1. That the Book of Revelation was, like all works in the apocalyptic genre, primarily a poetic work rather than a prose work and that that matters when it comes to how you interpret it;
2. That a poetic work cannot be quantified in the way a prose work can and that therefore any attempt to interpret it as if it were prose is doomed from the beginning; and
3. That dispensationalists (like Harold Camping), because of their modernistic tendency to quantify the unquantifiable by treating poetic works as if they are prose, are particularly prone to this, as evidenced by the failed May 21 prediction.
Now I anticipated some misunderstandings of my statements here in part because most of us now are literary eunuchs, having been poetically castrated by a public education establishment that is not only incapable of simply teaching children to read and write, but which has given up on passing on Western culture, a significant aspect of which is its poetry.
We are the first generation that does not read poetry. All ages prior to our own read and understood poetry and were therefore familiar with poetic idiom. And since we don't read it, we don't understand it.

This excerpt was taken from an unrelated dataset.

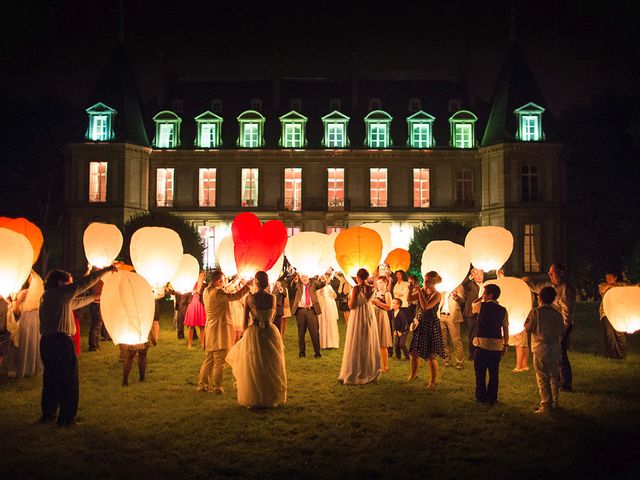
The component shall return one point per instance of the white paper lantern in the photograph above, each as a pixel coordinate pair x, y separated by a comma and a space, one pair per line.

In fact, I have argued elsewhere that poetic understanding is essential to a Christian worldview, since large swaths of Scriptural Revelation employ it and if we do not understand how it works, then we cannot understand large swaths of the Revelation.
I have only begun to realize the tragedy of this over the last 10 or 15 years as I have gone back and gotten the education I never got by reading Dante and Milton, and Eliot, as well as Yeats and Berry, and Wilbur.

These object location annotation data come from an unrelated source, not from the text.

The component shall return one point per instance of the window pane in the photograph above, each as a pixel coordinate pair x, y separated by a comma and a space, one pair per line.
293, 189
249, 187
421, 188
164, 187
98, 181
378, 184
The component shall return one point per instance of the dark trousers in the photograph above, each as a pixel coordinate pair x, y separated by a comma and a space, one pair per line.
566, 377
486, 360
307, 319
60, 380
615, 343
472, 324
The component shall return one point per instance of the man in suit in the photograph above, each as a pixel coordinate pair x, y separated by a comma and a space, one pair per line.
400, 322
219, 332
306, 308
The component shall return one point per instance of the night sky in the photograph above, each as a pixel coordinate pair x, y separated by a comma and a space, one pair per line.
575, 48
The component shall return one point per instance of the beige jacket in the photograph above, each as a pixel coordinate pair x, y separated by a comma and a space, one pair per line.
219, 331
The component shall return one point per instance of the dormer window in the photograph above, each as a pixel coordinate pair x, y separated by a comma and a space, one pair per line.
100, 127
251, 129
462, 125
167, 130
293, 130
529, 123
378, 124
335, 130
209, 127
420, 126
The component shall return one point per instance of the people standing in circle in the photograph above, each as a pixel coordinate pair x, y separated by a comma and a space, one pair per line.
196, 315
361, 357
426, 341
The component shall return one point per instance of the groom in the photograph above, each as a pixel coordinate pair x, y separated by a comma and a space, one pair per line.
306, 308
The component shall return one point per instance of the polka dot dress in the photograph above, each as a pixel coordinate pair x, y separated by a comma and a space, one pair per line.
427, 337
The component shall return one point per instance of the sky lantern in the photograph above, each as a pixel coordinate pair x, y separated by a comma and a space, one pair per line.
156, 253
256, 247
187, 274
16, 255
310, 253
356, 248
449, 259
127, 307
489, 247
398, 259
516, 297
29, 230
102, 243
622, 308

So, in other words, I am not at all shocked that my comments here are misunderstood.
But let me address one of the comments here. One of my interlocutors, Lee, said the following:
One could read your post, Martin, and come away thinking that you believe poetic content is all that there is in Revelation. But I don't think John was so much a poet as he was the last of the great, fulminating Old Testament prophets. Much of the imagery he employs is in the style of earlier prophets predicting the end of great cities such as Babylon and Ninevah.First of all, this statement assumes that the Old Testament prophets were not themselves using poetic expression. They clearly were. Ezekiel is probably the most obvious example of this.
Second, poetic expression does not limit the message of the author. To say that "poetic content is all there is" is to betray the belief that poetry is somehow more limited in its ability to communicate a thought than prose. As Chesterton has put it, "The aim of good prose words is to mean what they say. The aim of good poetical words is to mean what they do not say." Well, what does that mean? For one thing, it means that poetic expression can communicate a lot more than prose because there are many more things a word does not mean than things that it does mean.

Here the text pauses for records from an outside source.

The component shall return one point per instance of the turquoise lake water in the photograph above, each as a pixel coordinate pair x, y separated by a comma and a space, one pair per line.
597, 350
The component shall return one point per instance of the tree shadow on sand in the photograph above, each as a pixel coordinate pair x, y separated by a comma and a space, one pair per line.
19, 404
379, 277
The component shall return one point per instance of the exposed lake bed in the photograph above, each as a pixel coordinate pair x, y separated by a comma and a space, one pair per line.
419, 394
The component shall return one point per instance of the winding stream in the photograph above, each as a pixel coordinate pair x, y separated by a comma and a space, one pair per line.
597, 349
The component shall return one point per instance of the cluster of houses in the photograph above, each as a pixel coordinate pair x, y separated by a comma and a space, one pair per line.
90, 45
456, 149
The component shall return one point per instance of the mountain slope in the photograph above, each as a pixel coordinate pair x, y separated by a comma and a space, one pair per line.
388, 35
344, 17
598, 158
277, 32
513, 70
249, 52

But let me see if I can articulate what poetic expression consists of to make my point clearer.
What I think Chesterton is saying is that poetic expression is analogical in nature, not univocal. That just means that the words it uses invoke a resemblance which many times cannot be completely captured by rational prose words. Poetic expression also has a different purpose: it is meant to appeal to the imagination and not the intellect. If I say
Love is a rose, but you better not pick itThis is not saying that love actually is a physical flower. It is saying that there is a relationship between the flower and the picking of it in the physical world that is similar to the relationship between the beloved and the act of trying to possess her. That "You'll lose your love when you say the word 'mine'." I have compared love to a flower, which, like love, often seems to wilt when we try to possess it. But saying it in this latter way is somehow insufficient. It does not encompass the full import or effect of the poetic expression because some truths are better apprehended by seeing them through the imagination than by understanding them through the intellect.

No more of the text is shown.